Office of Management and Budget Director Karen Rehfeld said later they won’t begin preparing Gov. Sean Parnell’s budget proposal until late August or September.
The state isn’t locked into funding a specific amount, but has been funding the amount as determined by the ARM Board, she said.
“Our interest of course is to make sure that we protect the health of the retirement system and are also able to manage the costs over time,” she said.
The board initially met June 14, when it learned the extra retirement costs in the state budget next year will amount to $610 million.
State officials knew the cost for the fiscal year 2013 budget, which will be adopted by the Legislature next year, would be higher.

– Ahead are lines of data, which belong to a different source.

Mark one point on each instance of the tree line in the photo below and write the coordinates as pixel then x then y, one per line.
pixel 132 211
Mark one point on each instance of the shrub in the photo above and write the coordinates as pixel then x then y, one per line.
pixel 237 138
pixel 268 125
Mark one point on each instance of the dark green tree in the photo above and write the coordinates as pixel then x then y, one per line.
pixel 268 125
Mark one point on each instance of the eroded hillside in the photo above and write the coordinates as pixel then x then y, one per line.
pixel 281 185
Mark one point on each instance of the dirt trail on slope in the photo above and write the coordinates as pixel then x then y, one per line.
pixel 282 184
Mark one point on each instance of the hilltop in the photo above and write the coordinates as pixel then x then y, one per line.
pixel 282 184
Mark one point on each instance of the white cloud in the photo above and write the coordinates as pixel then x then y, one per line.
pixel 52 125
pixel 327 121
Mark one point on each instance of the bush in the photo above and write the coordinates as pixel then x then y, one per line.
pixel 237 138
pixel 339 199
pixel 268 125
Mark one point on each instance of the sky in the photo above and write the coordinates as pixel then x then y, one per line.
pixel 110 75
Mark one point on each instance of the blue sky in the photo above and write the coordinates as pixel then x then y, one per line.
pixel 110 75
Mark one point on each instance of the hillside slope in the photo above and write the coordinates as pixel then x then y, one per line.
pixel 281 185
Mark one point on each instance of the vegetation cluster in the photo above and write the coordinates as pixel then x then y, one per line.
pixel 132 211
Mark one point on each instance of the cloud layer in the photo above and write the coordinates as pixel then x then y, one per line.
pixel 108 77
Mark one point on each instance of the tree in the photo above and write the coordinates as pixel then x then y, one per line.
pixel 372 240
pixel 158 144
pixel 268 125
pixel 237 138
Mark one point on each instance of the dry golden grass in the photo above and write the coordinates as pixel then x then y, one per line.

That’s because the state’s actuaries recalculate the state’s future retirement costs every year, and determine whether Alaska has enough money in savings to pay future years costs. They don’t, and the difference between what they have and what they expect to need is known as the state’s unfunded liability.
The ARM Board was told in the spring that amount had grown to nearly $11 billion.
One reason for the increase: The board last year reduced what may have been unreasonably optimistic expectations for investment earnings.
Dropping the projected return from 8.25 percent to 8 percent played a significant role in the increasing estimates of unfunded liability, actuarial firm Buck Consultants told the board.
The state is required by law to set aside additional money on each employee’s salary to help make up the difference. Because that would likely be crippling to smaller public employers, the state picks up the portion of that above a certain level for municipal employees, teachers and others.
The state several years switched from a traditional pension plan, known as a defined benefit plan, to a 401(k)-style defined contribution.
That was intended to save the state money in the future, but also it later was amended to have the state pick up some of the rising costs.
That additional contribution amount comes to $307.2 million into the Public Employee Retirement System and $302.8 million into the Teacher Retirement System, for a total extra $610.1 million to the budget next year.
If the state weren’t picking up that share, it would cost cities 35 percent additional on each employee’s pay, and school districts more than 50 percent additional on each teacher’s salary.
Not all the news was bad.
Chief Investment Officer Gary Bader said investment returns this year have far exceeded projections, helping to close the gap.
Investment consultant Michael O’Leary of Callan Associates said that was unexpected, and particularly surprising given events such as the euro crisis, as well as an earthquake, and nuclear meltdown in one of the world’s major economies.
“You probably wouldn’t have expected to markets to produce positive returns,” he said. “They did.”
Department of Revenue Deputy Commissioner Jerry Burnett also said that Alaska was doing fairly well compared to other states, as it is one of the few that pre-funds medical costs along with pension costs.
A new study by Fitch Ratings, he said, shows almost everyone else is in worse shape than Alaska, and the state’s funded ratio to be 83 percent instead of the previously calculated 63 percent.
“That doesn’t mean you still don’t owe the $12 billion, or whatever it is,” Burnett said, but said Alaska’s conservative method of calculating its unfunded liability was the right way to do it.
Both legislators and members of the ARM Board say they need to have more discussions on ways to cope with the cost of the pension liability.